Christopher didn’t see the problem. He didn’t know Gregory and he didn’t want to. He wondered if he ought to tell Angela about this premonition he had of his own death; there might not be time to worry about Gregory’s feelings. He turned his attention back to her. She was talking about mortgage payments and joint savings accounts, and a shared pension plan and a holiday that she and Gregory had planned in a hotel for January in Barbados. He saw that, apart from himself, his body, he had almost nothing else to offer her.
Angela knew that she was gabbling, but she couldn’t stop herself from talking about money and her financial responsibilities, which she saw as an invisible web, entangling her and preventing her escape. In her mind’s eye she travelled through the rooms of her house, noting their comfort and warmth, feeling the soft carpets under her feet, fingering the thick texture of the heavy curtains, the dark solidity of the furniture. She’d worked on the garden until there was a green lushness there that delighted her every summer. How could she leave her grapevine, or the sweet-smelling jasmine that framed the kitchen window?

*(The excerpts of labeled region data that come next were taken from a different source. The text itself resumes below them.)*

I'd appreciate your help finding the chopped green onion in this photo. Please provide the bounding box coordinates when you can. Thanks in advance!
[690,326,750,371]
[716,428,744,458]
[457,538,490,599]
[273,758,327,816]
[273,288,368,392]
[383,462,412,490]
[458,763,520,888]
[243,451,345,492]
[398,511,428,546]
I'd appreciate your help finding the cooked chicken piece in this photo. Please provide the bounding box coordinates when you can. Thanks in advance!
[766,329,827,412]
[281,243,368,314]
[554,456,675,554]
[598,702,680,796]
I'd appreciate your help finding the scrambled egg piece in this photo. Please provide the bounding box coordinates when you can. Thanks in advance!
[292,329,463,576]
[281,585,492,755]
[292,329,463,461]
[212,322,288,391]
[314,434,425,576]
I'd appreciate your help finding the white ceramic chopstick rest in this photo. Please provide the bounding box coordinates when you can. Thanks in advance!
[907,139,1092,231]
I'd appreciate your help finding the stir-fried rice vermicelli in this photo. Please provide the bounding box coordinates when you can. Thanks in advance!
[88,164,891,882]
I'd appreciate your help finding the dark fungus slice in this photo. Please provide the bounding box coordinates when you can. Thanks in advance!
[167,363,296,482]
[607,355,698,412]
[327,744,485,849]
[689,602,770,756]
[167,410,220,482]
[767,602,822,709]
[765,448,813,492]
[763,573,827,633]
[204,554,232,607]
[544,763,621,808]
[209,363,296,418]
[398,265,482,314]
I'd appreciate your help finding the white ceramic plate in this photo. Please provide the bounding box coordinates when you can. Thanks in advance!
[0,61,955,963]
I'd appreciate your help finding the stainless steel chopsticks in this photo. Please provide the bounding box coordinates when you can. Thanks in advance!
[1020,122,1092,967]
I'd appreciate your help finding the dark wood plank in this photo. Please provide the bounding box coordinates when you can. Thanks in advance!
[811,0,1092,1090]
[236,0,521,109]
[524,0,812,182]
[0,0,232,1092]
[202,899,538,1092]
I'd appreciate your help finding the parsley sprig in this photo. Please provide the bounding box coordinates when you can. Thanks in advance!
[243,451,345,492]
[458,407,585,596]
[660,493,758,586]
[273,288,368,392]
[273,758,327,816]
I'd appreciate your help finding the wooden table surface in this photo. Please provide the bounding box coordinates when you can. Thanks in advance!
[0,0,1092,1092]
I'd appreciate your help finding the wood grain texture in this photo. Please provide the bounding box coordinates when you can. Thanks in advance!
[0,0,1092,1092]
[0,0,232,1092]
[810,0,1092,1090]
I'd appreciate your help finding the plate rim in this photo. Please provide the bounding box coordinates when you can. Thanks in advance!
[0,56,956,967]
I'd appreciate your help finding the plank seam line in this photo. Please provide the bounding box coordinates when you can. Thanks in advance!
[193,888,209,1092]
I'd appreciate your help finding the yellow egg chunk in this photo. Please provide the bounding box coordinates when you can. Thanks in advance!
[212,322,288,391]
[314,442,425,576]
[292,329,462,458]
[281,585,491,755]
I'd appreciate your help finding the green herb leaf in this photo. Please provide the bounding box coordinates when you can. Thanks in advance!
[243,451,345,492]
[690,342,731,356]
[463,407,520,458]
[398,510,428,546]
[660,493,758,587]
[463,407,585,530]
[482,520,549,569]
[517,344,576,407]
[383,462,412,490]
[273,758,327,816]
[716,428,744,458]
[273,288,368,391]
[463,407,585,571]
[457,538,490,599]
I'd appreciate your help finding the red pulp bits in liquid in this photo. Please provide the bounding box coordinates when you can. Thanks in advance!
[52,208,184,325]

She saw a policeman at the door breaking the news. She saw herself weeping over Gregory’s grave. She saw herself and Christopher in the garden, sitting at the iron table on the terrace, drinking wine in the fading light.
“I’ll come to you when he dies,” she said.
“I hope he dies soon, then,” said Christopher. And he let go of her hand, and began to get dressed. It was time to walk the dog.